Desde a antiguidade tardia, os visigodos fizeram parte de toda um conjunto de povos germânicos que se cristianizaram não ao cristianismo católico, ou niceno, mas ao Arianismo repudiado virulentamente por efetivamente todos os Pais da Igreja desde o século IV. Uma consulta aos escritos dos autores nicenos ou da própria história do período não falharia em revelar que um cristão ariano seria pouco superior a um cachorro. E não é por causa de intolerância: os povos germânicos arianos curiosamente eram bastante tolerantes com as religiosidades nativas conquistadas, sejam elas judias, católicas, miafisistas ou nestorianas; embora historiadores nicenos tenham feito esforços colossais para tentar pintar o domínio ariano de forma negativa, sempre que possível. É importante lembrar, o Papado permaneceu sob domínio estatal ariano por mais de um século!
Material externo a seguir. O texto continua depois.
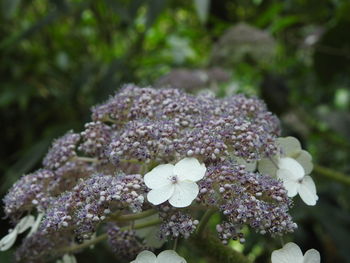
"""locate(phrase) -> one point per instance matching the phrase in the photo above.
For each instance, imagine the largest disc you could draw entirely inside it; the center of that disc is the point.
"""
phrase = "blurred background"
(60, 57)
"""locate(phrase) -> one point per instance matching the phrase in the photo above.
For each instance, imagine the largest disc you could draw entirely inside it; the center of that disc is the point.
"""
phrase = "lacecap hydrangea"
(94, 181)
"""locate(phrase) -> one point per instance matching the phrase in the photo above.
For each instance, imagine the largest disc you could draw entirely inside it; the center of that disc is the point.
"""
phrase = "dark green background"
(58, 58)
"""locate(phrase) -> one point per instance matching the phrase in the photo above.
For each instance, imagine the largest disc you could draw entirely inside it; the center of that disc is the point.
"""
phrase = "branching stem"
(105, 236)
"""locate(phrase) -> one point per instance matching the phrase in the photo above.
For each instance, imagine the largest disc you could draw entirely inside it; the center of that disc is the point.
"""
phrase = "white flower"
(36, 224)
(7, 241)
(292, 167)
(167, 256)
(291, 253)
(175, 183)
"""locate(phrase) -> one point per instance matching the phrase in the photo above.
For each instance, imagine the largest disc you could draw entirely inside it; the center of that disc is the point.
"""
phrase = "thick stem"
(213, 248)
(331, 174)
(105, 236)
É claro que as coisas mudam com a conversão de Recaredo I (586–601) ao catolicismo. Em médio prazo, judeus, arianos e não-calcedônios eram todas religiões perseguidas; e curiosamente, era o judaísmo que encabeçava a lista de prioridades na agenda persecutória dos visigodos católicos, como era bem típico da ênfase anti-judaica da igreja. Durante a tentativa de reconquista bizantina, tivemos literalmente um império católico – seja lá o que isso signifique no século sexto – contra bárbaros arianos e heréticos, dificilmente o apologista médio teria dificuldades em “virar a casaca” pelos bizantinos. Ainda assim, bastou a conversão visigótica mais tardia que os rústicos invasores se tornaram vítimas. É bem difícil, sob quaisquer lentes, não ver um discurso hipócrita por trás desses argumentos; não muito diferente do tradicionalista que reclama das perseguições religiosas por países asiáticos ao mesmo em que defender critérios novecentistas do Papado para a proibição da Liberdade Religiosa, de Imprensa e de Consciência (algo que se levado a sério dificilmente difere de uma verdadeira distopia).

Irônico como poderia ser, os muçulmanos aliviariam a perseguição sob judeus e não-calcedônios, de forma que curiosamente o próprio calcedonismo, sob domínio islâmico, incorporaria as seitas que tanto antagonizou na História.